Esa es la tónica que encontramos en casi todas las crónicas del libro: el tejido íntimo del viaje personal se mezcla con la descripción de las esculturas, con fragmentos de historia que nos llevan al pasado, a la creación de los cementerios o a la historia misma de la ciudad. Curiosidades, apellidos, historias de los allí enterrados y de los que también caminaron entre esas tumbas. Es preciosa, por ejemplo, la descripción del cementerio de Carhué, provincia de Buenos Aires: la historia de la inundación, la forma en que narra los acontecimientos y luego nos muestra cómo quedó el cementerio marcado por la sal… Es en estos pequeños fragmentos donde encontramos la parte más poética, esa prosa narrativa que es crónica, pero es mucho más que eso.

Cada cementerio es único, no solo por su arquitectura o por su historia, sino por los motivos que llevan a la autora allí y por lo que ella explica en relación al lugar. Es hermoso ver el recuerdo de un cementerio que ya no existe pero que la ficción inmortalizó, el de Los Inocentes, y ver cómo la autora lo busca, cómo el fantasma de ese lugar marca su paseo por París. Arranca una sonrisa reconocerse en la fascinación que despertó la imagen de la portada de Medianoche en el jardín del bien y el mal y ver lo que ocurrió con esa estatua y lo que uno puede encontrar en la Savannah real. La belleza de las esculturas, la forma en que las describe hace que no necesites fotos, pero necesites ir a verlas, para comprobar esas figuras, esa presencia de ángeles, de muertes, de figuras postradas… o del beso de la muerte del cementerio de Poblenou de Barcelona. La forma en que la vida y la muerte se dan la mano en estos pequeños fragmentos de historia es equilibrada: encontramos retratos de ciudades marcadas por el turismo, encuentros con extraños, comentarios de los lugareños sobre los barrios, sobre los muertos; anécdotas fascinantes como la del bohemio que entró en un cementerio con una bailarina y un violinista para bailar (no caminar) entre tumbas, y pequeños fragmentos de realidad dolorosa, como la pérdida de un amigo. Insisto, la vida y la muerte aquí se dan la mano, y Mariana Enríquez sabe hacer que lo propio forme parte un poco del lector, porque, aunque parezca que cuenta algo muy concreto y personal, acaba haciéndolo más amplio.
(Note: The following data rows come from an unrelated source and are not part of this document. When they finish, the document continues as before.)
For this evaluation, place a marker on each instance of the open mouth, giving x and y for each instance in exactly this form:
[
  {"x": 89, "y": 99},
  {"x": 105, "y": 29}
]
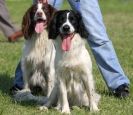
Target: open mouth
[
  {"x": 41, "y": 24},
  {"x": 66, "y": 41}
]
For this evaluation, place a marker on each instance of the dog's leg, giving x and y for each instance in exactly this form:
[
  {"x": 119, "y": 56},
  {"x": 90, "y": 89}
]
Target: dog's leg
[
  {"x": 90, "y": 90},
  {"x": 63, "y": 98},
  {"x": 51, "y": 80},
  {"x": 51, "y": 100}
]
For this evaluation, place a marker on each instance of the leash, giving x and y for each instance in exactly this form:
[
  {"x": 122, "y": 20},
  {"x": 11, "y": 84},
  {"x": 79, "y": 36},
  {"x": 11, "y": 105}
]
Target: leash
[
  {"x": 54, "y": 3},
  {"x": 46, "y": 1}
]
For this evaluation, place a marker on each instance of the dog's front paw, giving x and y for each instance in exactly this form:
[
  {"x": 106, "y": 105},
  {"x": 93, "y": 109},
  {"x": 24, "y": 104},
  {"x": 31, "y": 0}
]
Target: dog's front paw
[
  {"x": 43, "y": 108},
  {"x": 94, "y": 107},
  {"x": 66, "y": 111}
]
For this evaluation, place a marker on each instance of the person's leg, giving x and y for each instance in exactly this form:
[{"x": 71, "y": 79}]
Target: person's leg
[
  {"x": 100, "y": 44},
  {"x": 18, "y": 82},
  {"x": 56, "y": 3}
]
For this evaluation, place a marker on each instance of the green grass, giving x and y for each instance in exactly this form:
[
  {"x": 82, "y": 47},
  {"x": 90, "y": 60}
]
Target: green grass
[{"x": 118, "y": 18}]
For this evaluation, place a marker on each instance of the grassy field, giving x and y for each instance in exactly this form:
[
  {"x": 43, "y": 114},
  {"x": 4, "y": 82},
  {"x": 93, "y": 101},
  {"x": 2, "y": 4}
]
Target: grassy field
[{"x": 118, "y": 18}]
No sé si es un libro para cualquier lector. Yo sabía que era para mí, porque me gusta observar cómo otros observan y tratan la muerte, y más si eso me permite viajar por México y Nueva Orleans, si me descubre historias de zonas de Argentina, Chile o Australia que no conocía, si me hace contemplar mi propia ciudad desde una mirada que no es la mía. Aquí encontramos lo pequeño y lo grande, las avenidas de esculturas estéticamente hermosas y las historias chiquitas, las de los muertos propios, las de los desaparecidos. Los cementerios como espacio de memoria, una forma de recordar, no solo un nombre, sino de recordar en general lo que somos. Quizá por eso me ha gustado encontrar entre los lugares que la autora quiere visitar uno que conozco: la cripta de los capuchinos, en Roma. Se trata de una pequeña cripta, un pasillo que puedes cruzar en un suspiro, pero que te atrapa por su macabra decoración de huesos. En la entrada, te recibe un mensaje escrito: «como vosotros nosotros éramos, como nosotros vosotros seréis». Y en el fondo, hay algo de eso, como mínimo en mis paseos por las tumbas: recordar que somos eso, recordar que estamos vivos, que todos esos nombres fueron vidas y comprender que dentro de ese silencio puede haber belleza.

¡Feliz miércoles y felices lecturas!